I’m not going to tell you about the really smart thing I did then.
Once you start seeing variation, you can’t stop seeing it.
I scanned about 1500 pages of written text and went through (phrasal verb!) dozens, if not hundreds, of hours of spoken speech, combing them for particle verbs. I found about 1,200 particle verbs. Of those, only about ten percent were in constructions that allowed for variation. It was in deciding which were “good” particle verbs that I ran into trouble.
For instance, there was the interrupted object:
I will pull out for you the file.
I will pull the file out for you.
I will pull out the file for you.
Spoken emphasis changed the rules and there was general weirdness. These are actual examples from my research.
?You should take on this.
?Can I pull up this into a larger platform?
*You should bring in him.
?If you’re going to take on them, why don’t you just….
Should such examples count? Or are they just production errors? Is there something going on there that I should be paying attention to or is it just noise? If there’s a shift going on where these constructions are becoming grammatical, I want to know about it. Where do you put the asterisks and where the question marks? Can you leave them all off? Oh, native English speakers, lend me your ears! These are not rhetorical questions. I really want to know. Help me!
Side note: in second year, I turned in a paper to an archaeology professor that didn’t have a title. He hadn’t specified that he’d wanted one so I just put my name and student number and the name of the class on it. He took marks off. I was incensed! From then on, I made up the most preposterous titles. (I studied math so I didn’t have to write many papers.) After I gave a doozy to a professor in the linguistics department, he told the entire class about a graduate student he’d once had. This guy had chosen a really freaking complicated project for his PhD thesis. While the university will usually cut you off (particle verb!) after five years, this student had begun his thesis before the university had started using a cut-off (weird version of same particle verb!) time. He was 5 years deep before he started writing. And then he ran into a complication. He defended his thesis 8 years later. The title of his thesis? “What I did on my summer vacation”. I just about fell out of my chair.

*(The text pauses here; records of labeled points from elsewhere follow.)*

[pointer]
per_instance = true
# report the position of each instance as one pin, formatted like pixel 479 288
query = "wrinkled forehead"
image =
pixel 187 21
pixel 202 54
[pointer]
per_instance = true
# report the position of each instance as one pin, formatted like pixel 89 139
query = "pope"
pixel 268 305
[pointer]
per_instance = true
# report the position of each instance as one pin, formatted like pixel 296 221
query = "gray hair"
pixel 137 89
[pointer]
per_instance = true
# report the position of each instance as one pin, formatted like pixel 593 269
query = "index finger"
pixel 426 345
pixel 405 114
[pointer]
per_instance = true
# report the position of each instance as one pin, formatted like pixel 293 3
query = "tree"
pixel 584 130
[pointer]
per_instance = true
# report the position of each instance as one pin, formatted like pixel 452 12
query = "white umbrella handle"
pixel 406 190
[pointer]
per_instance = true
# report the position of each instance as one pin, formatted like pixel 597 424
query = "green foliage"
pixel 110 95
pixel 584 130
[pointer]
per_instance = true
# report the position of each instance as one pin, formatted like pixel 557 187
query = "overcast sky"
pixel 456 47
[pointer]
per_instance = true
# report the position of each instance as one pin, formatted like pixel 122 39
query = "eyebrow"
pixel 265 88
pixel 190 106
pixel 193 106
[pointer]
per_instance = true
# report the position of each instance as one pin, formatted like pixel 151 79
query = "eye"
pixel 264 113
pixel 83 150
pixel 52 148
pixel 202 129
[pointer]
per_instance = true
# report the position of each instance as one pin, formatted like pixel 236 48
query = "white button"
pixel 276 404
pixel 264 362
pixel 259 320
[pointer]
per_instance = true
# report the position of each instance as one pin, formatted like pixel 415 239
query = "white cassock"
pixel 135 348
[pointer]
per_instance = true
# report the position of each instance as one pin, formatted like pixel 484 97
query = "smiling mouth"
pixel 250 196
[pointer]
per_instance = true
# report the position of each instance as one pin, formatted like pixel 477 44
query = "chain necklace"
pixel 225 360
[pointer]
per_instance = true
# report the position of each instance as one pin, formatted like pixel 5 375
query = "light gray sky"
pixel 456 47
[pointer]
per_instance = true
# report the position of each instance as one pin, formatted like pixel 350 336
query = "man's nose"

FYI – sorry for the crappy formatting. Don’t know how to fix it. Tried two different things to fix it and neither seems to work.
Much of the messed up pronoun variation is of a particular kind. It’s like countable mass nouns.
“Sugar” is a good example. It’s a mass noun like “furniture”. You can want less sugar and less furniture. “Idea” is a countable noun. You have fewer ideas – not less!!!! – and you can count them. You can have three ideas. You can’t have three furnitures.
You can take two sugars in your coffee. One sugar, two sugars, three sugars, four! I just counted them. But it’s a mass noun…
Because there is an unspoken “packet of” sugar and “packet” is a count noun.
Similarly, when you get an utterance like
You should take on this.
There is an unpoken “project” at the end.
Now it is standard to speak of two sugars. Is it becoming okay to take on this? Will it soon be grammatical to bring in him?
Also, that A-ha song from the 80s always runs through my head when I look at examples like this. What did they think they were doing?